Many an evening she saw him sailing in his magnificent boat, with music and waving flags on board, while she peeped out from among the green rushes; and if the wind caught hold of her long silver-white veil, any one who saw it thought it was a swan which was spreading out its wings.

Many a night when the fishermen were out at sea fishing by torch-light, she heard the many good things they said about the young prince, and she rejoiced to think she had saved his life when he was floating half dead on the billows, and she called to mind how heavily his head had rested on her bosom, and how passionately she had kissed him; but he knew nothing at all about this, and could not even dream of her.

More and more she came to love human beings; more and more she wished to be able to be among them. Their world, she thought, was far larger than hers. They could fly across the seas in their ships, and they could climb the lofty mountains, high above the clouds; and the countries they possessed, with forests and fields, stretched farther than her eyes could reach. There was so much she wanted to know, but her sisters could not answer everything; so she asked the old grandmother, who knew the upper world well, as she rightly called the countries above the sea.

"If human beings are not drowned," asked the little mermaid, "can they go on living forever? Do they not die as we die down here in the sea?"

"Yes," said the old lady, "they must also die, and their term of life is even shorter than ours. We can live to be three hundred years old; but when we then cease to exist we only become foam on the water, and have not even a grave down here among our dear ones. We have not an immortal soul; we shall never live again. We are like the green rushes: when once cut down we can never live again. Human beings, however, have a soul which lives forever—which lives after the body has become dust: it rises up through the clear air, up to all the shining stars. Just as we rise up out of the sea and see the countries of the world, so do they ascend to unknown beautiful places which we shall never see."

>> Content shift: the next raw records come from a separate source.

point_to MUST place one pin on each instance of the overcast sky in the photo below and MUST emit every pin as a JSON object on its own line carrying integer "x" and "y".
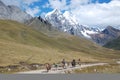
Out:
{"x": 88, "y": 12}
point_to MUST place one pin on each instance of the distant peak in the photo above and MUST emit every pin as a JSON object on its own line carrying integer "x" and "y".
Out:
{"x": 1, "y": 3}
{"x": 108, "y": 27}
{"x": 55, "y": 11}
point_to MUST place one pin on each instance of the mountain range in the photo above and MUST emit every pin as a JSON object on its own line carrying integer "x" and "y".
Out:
{"x": 13, "y": 13}
{"x": 36, "y": 40}
{"x": 66, "y": 22}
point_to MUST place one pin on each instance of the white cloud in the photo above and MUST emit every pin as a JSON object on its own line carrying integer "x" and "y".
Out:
{"x": 91, "y": 14}
{"x": 33, "y": 11}
{"x": 12, "y": 2}
{"x": 57, "y": 4}
{"x": 28, "y": 2}
{"x": 24, "y": 4}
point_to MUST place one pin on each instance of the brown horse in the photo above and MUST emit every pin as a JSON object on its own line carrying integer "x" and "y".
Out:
{"x": 48, "y": 67}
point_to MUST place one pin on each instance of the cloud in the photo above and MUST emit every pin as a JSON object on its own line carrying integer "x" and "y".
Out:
{"x": 25, "y": 5}
{"x": 90, "y": 13}
{"x": 28, "y": 2}
{"x": 12, "y": 2}
{"x": 33, "y": 11}
{"x": 57, "y": 4}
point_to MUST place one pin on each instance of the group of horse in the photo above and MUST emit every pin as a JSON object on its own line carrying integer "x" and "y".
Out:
{"x": 63, "y": 64}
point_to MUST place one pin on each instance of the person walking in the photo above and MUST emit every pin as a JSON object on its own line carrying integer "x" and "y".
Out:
{"x": 73, "y": 63}
{"x": 63, "y": 63}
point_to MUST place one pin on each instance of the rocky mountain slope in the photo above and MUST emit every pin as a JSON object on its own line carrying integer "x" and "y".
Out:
{"x": 18, "y": 42}
{"x": 13, "y": 13}
{"x": 106, "y": 35}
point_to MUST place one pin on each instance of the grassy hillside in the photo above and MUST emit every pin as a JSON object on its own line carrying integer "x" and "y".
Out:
{"x": 18, "y": 42}
{"x": 114, "y": 44}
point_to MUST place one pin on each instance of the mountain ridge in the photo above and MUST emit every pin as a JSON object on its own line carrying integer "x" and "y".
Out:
{"x": 13, "y": 13}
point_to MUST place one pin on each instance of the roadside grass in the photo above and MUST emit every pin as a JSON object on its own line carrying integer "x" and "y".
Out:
{"x": 109, "y": 68}
{"x": 19, "y": 42}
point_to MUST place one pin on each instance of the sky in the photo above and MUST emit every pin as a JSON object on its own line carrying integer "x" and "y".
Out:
{"x": 87, "y": 12}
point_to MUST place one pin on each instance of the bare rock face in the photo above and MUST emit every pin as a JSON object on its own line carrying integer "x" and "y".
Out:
{"x": 106, "y": 35}
{"x": 13, "y": 13}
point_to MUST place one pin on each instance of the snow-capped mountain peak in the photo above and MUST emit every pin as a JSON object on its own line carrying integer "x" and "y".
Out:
{"x": 68, "y": 23}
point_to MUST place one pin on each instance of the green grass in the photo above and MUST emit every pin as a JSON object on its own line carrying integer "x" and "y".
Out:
{"x": 111, "y": 68}
{"x": 18, "y": 42}
{"x": 114, "y": 44}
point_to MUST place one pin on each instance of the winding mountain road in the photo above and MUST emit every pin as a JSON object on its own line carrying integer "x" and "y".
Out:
{"x": 60, "y": 70}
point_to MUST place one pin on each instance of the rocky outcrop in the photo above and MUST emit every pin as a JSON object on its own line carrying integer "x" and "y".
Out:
{"x": 13, "y": 13}
{"x": 106, "y": 35}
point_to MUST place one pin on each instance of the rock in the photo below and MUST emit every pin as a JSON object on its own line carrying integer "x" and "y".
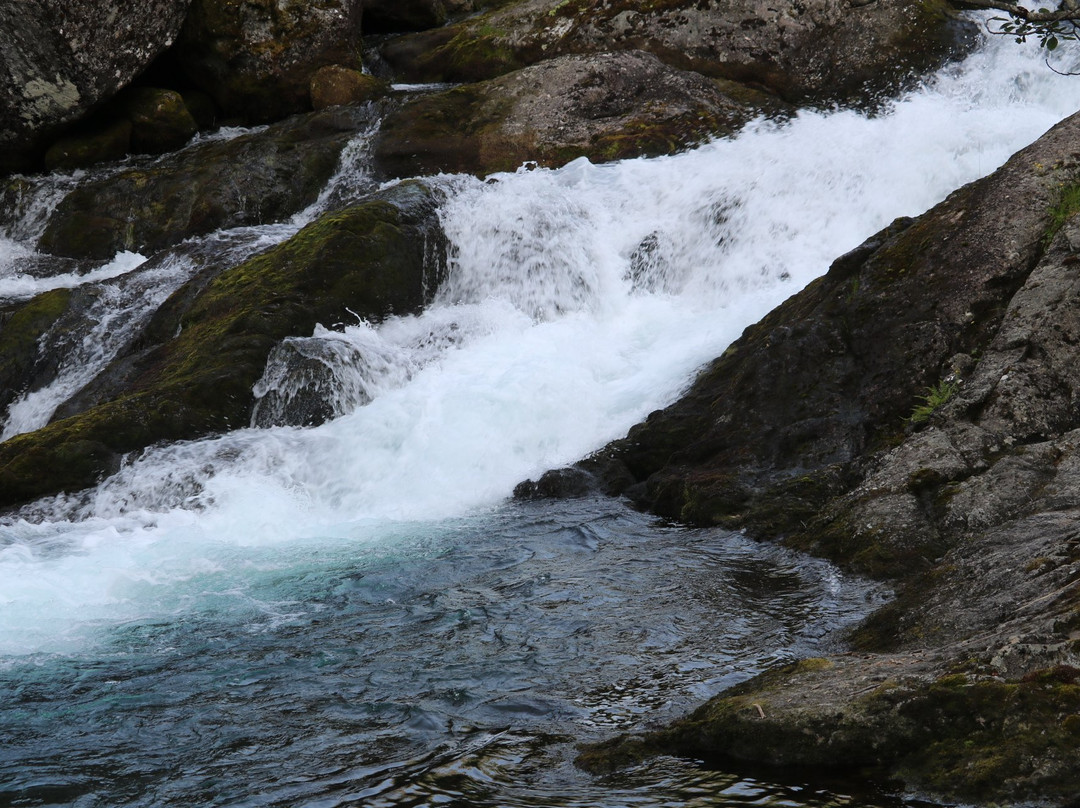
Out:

"Why did we not receive an immortal soul?" asked the little mermaid in a sad tone. "I would give all the hundreds of years I have to live to be a human being only for a day, and afterward share the joys of the upper world!"

"You must not go on thinking of that," said the old lady; "we are much happier and better off than the human beings up there."

"So I must die and float as foam upon the sea! I shall not hear the music of the billows, or see the beautiful flowers and the red sun! Can I, then, do nothing at all to win an immortal soul?"

"No," said the old queen-dowager. "Only if a man came to love you so much that you were more to him than his father or mother, if he clung to you with all his heart and all his love, and let the parson put his right hand into yours with a promise to be faithful to you here and for all eternity, then his soul would flow into your body, and you would also partake of the happiness of mankind. He would give you his soul and still retain his own. But that can never happen. What we here in the sea consider most beautiful, our fish's tail, they would consider ugly upon earth. They do not understand any better. Up there you must have two clumsy supports which they call legs to be considered beautiful."

Then the little mermaid sighed, and looked sadly at her fish's tail.

"Let us be satisfied with our lot," said the old lady; "we will frisk and leap about during the three hundred years we have to live in. That is surely long enough. After that one can rest all the more contentedly in one's grave. This evening we are going to have a court ball."

No such display of splendor has ever been witnessed on earth. The walls and ceiling in the large ball-room were of thick but transparent glass. Several hundreds of colossal mussel-shells, pink and grass-green, were placed in rows on each side, with blue fires, which lighted up the whole hall and shone through the walls, so that the sea outside was quite lit up. One could see all the innumerable fishes, great and small, swimming up to the glass walls. On some the scales shone in purple, and on others they appeared to be silver and gold.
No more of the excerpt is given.